Now compare to the vectorized NumPy solution:

x = np.arange(size)
%time a = x / 2

Sometimes doing things in a vectorized way is not possible or just too confusing. There is an art here and the basic answer is that if it runs fast enough then you are good to go. Otherwise things need to be vectorized or maybe coded in C or Fortran.

Sum the source signal

The final step in our analysis is to sum up the remaining source signal across rows to obtain a one-dimensional spectrum. We leave this as an exercise!

Python for Astronomers Spectrum HST official spectrum
../_images/spectrum_final.png ../_images/3c120_spec.gif

The biggest difference between our result and the official HST result is that they have flux-calibrated the instrument’s response as a function of wavelength.
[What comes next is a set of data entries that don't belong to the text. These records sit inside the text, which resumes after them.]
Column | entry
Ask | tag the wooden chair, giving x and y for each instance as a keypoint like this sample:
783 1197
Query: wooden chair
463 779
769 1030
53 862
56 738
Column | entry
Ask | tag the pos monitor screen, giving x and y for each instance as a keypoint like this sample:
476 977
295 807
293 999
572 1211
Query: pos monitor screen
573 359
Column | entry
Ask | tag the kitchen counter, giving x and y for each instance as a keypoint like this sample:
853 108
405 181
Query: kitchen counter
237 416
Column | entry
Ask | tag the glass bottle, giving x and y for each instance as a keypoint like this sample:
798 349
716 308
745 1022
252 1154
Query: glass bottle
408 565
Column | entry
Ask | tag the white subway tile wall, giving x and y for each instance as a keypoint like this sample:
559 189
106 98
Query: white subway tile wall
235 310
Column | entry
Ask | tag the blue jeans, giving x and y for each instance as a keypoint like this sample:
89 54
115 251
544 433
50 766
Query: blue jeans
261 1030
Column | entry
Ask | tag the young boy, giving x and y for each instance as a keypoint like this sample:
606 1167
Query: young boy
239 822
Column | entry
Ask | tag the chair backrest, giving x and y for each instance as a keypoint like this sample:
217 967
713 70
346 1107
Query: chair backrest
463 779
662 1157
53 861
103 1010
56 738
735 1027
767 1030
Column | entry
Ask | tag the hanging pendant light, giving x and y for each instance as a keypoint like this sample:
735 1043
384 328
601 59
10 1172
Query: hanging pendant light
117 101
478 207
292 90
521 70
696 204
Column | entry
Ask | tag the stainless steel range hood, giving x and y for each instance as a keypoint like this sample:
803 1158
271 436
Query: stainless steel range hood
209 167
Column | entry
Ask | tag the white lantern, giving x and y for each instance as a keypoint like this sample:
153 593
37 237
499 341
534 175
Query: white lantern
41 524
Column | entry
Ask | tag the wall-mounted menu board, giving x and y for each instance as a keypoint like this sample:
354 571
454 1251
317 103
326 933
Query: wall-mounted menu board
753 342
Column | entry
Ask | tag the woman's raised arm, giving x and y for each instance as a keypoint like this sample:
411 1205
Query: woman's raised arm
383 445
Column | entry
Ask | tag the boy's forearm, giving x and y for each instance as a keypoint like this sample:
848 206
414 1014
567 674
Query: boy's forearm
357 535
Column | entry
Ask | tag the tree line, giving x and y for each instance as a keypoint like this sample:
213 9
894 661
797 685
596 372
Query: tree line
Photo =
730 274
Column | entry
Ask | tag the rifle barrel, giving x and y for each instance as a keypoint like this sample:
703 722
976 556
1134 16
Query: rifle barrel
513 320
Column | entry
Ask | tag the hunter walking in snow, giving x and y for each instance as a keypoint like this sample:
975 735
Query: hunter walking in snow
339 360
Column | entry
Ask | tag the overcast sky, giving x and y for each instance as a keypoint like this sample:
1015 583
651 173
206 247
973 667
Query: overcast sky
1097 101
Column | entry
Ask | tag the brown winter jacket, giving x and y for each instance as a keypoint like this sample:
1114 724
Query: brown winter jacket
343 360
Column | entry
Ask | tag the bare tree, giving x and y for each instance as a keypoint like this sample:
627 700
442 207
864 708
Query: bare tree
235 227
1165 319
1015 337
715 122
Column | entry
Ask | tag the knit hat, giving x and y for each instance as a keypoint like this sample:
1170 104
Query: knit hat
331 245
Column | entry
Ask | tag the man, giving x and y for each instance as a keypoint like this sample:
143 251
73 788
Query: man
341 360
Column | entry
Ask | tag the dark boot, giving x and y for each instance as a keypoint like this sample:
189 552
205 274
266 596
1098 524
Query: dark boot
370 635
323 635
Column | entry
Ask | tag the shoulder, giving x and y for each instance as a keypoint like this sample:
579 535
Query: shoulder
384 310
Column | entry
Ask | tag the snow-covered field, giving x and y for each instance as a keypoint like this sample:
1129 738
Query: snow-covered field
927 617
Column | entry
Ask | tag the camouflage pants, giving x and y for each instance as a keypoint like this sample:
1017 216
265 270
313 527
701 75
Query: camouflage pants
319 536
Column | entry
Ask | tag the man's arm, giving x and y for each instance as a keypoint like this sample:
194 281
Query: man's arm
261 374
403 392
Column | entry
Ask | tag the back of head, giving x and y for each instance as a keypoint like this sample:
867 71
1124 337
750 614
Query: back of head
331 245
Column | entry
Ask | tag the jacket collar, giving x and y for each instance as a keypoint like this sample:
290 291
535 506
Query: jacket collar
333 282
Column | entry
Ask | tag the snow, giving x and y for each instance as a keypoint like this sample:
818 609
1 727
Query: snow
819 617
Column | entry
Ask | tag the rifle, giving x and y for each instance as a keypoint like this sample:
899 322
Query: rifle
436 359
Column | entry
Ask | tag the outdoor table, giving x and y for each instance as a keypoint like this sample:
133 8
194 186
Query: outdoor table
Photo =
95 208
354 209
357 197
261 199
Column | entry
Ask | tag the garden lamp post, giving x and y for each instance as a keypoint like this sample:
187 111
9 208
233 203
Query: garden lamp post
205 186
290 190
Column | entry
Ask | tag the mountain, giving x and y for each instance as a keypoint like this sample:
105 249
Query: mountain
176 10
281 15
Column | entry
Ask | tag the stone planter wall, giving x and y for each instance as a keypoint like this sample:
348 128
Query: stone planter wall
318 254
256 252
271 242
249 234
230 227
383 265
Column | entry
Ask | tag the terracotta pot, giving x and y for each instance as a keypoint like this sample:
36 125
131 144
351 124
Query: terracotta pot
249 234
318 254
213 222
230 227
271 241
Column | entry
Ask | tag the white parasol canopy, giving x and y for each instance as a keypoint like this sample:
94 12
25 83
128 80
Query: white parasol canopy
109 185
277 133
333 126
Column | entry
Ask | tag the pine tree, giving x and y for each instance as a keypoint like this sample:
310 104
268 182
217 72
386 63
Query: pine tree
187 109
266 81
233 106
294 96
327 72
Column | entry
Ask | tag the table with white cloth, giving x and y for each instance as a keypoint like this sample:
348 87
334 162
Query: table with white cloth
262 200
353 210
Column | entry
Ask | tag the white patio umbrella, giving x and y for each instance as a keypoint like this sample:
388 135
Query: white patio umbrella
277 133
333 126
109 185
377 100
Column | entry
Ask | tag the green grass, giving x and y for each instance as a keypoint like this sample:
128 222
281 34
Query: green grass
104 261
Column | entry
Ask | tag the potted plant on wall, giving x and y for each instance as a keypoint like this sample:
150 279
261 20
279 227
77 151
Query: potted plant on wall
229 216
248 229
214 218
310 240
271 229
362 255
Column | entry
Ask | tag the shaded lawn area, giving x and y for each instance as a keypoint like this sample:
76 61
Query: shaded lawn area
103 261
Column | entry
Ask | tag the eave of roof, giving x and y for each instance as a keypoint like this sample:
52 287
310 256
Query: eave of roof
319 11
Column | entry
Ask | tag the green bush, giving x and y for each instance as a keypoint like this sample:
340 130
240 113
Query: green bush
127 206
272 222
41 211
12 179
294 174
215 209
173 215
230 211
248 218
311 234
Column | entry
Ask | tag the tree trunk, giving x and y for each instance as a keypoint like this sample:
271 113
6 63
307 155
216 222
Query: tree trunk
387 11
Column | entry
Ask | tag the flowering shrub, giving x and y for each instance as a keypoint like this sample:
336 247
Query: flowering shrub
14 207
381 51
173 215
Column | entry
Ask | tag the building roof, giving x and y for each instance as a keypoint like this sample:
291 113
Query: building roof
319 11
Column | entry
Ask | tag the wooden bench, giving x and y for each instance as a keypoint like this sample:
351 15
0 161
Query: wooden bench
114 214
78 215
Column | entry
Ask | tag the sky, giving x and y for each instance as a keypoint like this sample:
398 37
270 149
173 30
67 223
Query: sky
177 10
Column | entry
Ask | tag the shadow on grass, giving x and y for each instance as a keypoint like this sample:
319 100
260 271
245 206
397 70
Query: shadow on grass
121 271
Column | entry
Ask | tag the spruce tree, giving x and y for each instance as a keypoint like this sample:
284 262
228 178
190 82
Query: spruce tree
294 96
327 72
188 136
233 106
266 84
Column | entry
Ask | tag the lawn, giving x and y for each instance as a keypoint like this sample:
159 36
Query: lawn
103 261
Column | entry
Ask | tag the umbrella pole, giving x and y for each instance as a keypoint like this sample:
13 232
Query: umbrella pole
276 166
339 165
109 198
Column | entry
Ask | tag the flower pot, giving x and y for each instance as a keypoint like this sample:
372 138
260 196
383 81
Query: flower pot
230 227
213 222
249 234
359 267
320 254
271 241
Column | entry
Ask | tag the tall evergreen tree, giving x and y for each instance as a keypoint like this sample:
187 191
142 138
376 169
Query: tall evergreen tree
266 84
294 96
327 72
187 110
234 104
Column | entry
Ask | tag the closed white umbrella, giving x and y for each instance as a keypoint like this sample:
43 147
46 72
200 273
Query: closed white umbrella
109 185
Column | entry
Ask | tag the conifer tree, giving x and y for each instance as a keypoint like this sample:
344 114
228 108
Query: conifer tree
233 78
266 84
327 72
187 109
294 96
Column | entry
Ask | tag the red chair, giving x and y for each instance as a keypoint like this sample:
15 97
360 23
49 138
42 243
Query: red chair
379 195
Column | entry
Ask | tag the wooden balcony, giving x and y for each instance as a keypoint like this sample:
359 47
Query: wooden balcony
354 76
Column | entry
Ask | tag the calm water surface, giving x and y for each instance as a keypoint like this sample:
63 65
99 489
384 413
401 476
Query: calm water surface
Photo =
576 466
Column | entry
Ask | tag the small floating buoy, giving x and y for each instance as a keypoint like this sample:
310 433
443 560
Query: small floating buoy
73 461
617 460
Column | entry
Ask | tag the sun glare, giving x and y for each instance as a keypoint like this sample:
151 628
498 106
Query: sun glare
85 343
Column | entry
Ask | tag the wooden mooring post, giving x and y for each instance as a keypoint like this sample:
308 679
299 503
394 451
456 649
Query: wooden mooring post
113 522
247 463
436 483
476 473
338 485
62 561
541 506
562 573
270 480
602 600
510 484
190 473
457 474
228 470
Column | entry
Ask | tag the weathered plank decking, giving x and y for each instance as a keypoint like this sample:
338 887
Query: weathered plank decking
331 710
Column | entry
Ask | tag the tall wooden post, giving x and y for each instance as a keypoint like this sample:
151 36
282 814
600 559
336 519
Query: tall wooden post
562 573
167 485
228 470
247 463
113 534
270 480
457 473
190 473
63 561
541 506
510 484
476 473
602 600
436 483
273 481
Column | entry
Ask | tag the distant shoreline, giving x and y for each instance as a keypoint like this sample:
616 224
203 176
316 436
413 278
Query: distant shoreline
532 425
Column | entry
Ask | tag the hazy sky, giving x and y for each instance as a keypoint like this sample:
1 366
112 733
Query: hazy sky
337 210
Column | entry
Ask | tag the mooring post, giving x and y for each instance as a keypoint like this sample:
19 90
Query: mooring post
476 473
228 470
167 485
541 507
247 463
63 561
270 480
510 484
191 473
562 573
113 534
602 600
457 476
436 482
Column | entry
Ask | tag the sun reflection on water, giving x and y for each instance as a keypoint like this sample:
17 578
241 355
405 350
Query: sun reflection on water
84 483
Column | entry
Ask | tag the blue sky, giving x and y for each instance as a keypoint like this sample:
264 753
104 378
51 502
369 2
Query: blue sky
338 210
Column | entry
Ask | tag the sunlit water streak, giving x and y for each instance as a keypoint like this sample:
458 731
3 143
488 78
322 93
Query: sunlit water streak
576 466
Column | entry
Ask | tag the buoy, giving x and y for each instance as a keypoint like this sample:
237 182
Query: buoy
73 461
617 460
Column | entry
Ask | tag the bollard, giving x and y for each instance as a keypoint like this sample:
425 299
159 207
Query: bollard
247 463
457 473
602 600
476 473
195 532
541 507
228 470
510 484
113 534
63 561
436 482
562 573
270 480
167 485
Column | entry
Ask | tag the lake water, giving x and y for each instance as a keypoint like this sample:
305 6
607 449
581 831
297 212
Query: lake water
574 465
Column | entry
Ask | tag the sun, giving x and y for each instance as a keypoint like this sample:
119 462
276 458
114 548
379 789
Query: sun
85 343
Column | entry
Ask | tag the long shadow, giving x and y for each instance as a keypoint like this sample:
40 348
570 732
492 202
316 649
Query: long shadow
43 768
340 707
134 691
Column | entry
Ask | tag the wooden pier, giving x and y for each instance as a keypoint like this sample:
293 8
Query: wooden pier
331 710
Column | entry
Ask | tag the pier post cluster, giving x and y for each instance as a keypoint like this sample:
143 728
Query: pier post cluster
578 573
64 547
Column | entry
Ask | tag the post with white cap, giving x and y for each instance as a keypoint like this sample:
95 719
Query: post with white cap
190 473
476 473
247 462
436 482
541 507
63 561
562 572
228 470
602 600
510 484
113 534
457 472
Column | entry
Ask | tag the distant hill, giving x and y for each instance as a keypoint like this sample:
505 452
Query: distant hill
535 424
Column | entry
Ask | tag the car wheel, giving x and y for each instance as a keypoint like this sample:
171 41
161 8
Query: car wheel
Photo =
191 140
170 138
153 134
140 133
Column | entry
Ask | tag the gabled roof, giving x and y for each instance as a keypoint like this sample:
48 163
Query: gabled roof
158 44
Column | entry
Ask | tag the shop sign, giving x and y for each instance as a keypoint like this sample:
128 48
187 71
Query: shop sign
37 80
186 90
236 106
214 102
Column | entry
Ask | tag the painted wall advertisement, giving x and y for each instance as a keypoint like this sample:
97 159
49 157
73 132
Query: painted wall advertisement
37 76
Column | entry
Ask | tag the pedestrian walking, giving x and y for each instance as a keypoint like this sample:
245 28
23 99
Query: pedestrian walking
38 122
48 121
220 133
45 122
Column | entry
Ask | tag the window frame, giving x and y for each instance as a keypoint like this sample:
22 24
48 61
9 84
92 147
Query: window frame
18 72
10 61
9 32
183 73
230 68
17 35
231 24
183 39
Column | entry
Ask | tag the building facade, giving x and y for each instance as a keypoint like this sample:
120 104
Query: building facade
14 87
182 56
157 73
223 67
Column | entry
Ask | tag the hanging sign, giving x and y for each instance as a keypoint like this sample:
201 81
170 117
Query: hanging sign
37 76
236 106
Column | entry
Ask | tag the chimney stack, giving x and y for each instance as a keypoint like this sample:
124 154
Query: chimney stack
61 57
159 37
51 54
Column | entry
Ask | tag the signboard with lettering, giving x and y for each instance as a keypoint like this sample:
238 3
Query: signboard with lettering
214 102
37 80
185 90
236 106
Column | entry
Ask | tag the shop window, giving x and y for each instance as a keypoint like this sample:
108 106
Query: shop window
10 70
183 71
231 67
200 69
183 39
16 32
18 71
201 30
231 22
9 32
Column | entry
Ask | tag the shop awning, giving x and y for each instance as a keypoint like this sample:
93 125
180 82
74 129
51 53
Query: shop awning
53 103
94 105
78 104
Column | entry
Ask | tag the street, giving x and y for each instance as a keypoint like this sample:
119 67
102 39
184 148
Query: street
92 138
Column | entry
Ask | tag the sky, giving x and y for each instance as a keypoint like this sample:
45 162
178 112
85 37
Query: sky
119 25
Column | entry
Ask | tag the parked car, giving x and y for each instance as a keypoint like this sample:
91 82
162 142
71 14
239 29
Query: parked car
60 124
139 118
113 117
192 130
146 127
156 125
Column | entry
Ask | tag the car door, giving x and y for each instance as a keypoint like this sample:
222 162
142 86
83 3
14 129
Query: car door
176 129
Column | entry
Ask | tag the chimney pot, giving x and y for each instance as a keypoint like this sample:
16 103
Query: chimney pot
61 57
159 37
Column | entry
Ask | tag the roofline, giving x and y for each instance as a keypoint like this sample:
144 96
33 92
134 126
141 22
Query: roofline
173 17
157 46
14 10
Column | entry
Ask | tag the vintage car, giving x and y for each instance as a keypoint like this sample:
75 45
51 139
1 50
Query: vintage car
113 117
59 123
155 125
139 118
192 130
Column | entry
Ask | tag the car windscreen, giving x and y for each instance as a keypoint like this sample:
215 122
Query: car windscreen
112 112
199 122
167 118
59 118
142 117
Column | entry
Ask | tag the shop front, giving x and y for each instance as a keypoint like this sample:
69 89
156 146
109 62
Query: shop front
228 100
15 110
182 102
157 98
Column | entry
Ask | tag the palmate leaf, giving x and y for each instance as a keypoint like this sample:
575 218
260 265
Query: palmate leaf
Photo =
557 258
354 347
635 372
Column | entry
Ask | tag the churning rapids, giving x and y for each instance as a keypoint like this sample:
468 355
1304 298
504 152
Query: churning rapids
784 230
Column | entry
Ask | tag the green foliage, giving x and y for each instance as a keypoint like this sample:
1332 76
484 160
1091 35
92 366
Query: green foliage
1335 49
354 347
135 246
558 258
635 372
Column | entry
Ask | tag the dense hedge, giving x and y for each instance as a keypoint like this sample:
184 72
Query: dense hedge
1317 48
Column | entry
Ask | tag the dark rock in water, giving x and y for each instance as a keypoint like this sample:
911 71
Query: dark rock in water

We haven’t bothered to do that here.

Exercise: Make the final spectrum

Take the background-subtracted spectrum, sum up the rows containing the astronomical signal, and plot the resulting one-dimensional spectrum. You’ve already done this step in a previous exercise, but it was just using the un-corrected data.

Click here to show/hide solution

spectrum = img_bkg[250:260, :].sum(axis=0)

Next steps

There is much more to do and learn! We have omitted many important details in this crash course, and there are literally thousands of features in the astronomical Python toolkit that we haven’t even mentioned. Just take a quick look at the tables of contents for the SciPy Reference Manual or the AstroPy documentation to get a sense of how much is available.